The title Six Prayers God Always Answers is someone audacious, I admit. But I truly do believe that God does always listen and always respond.  We simply need to learn to pray expected, and listen for his hand.  In the book I argue that prayers for justice – that god would fix something that is wrong – always move him t to action.  I believe this because god himself hates evil and he shares this page with us to motivate us to stand with against it.  Here’s another excerpt.

 

Often we’re provoked to prayer not because of the situation itself, but because of the emotion that rises within us.

 

The same energy that lies deep below the surface of Yellowstone is reminiscently similar to the wild, untamed passion that bubbles under our exterior. Usually, this molten fury lies buried deep in our core, capped off by a resolute ego that diligently guards us from the dangers of our own impulses. But at certain places and times at church… our passions burst through.

 

When we want the murderer sentenced to life in prison, the thief punished, the hostile driver ticketed, the insolent child scolded, or the gossiper called on the carpet, not only are we recognizing the injustices around us, we can become provoked to anger over the situation.

 

We have varying thermostats.

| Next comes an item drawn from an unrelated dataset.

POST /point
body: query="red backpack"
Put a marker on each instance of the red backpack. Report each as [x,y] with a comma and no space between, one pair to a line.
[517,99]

Our anger can be unexpectedly awakened by a spouse breaking a promise, a driver who cuts in front of us during rush-hour traffic, or by a neighborhood bully who threatens our child. A spark of anger ignites within us and to fuel the flames turning our careful constraints into a wide-sweeping, fast-moving, and dangerous inferno.

 

We lose control.

 

One petty injustice awakes something in us wilder and far more powerful than our own self-control.

 

Injustice unleashes our anger. This emotional eruption means a line has been crossed, a standard has been broken. Could our anger be more than emotion though? Could it be a sign of moral health?

 

Like a fever signaling an infection, maybe our anger signals that the proper order of things has been compromised. There’s a problem to address. And often we want to address it ourselves.

 

Every breathing human has at some point tasted the toxic desire for revenge. When it doesn’t come on its own, we’re not above taking justice into our own hands. Interactive Web sites like www.thepayback.com provide tools for victims plotting and executing retaliation against wrongs suffered. Our passion to make things right often drives us to the point of personal retaliation and vengeance.

 

A wrong.

Anger.

Revenge.

 

How could these things bring us closer to God?

 

In Mere Christianity, C.S. Lewis claims that moral judgments, evident in the anger we feel over a wrong suffered, are perhaps the strongest argument for the existence of a moral God.

 

Does anger at injustice argue the existence of God?

 

If he is a God of justice, and we’re made in his image, perhaps our anger is more than an emotional reaction.

 

Maybe it is a movement toward God.

 

When rage raises its demanding head and grabs the wheel of our lives, we may feel farthest from God. We feel anything but “spiritual.” In reality, however, these may be the moments we are closest to–and maybe even most like–God.

 

Justice matters to us, but it also matters to God. Perhaps that is why we instinctively cry out to him when we experience injustice.

“God, thank you for this sense of justice in my heart.  Thank you for bringing closer to you by sharing with me your intolerance for evil.  Keep me from turning my anger into more evil. May I use his passion and pain as motivation to ask you to change what I cannot change.  I pray this in Jesus’ name.”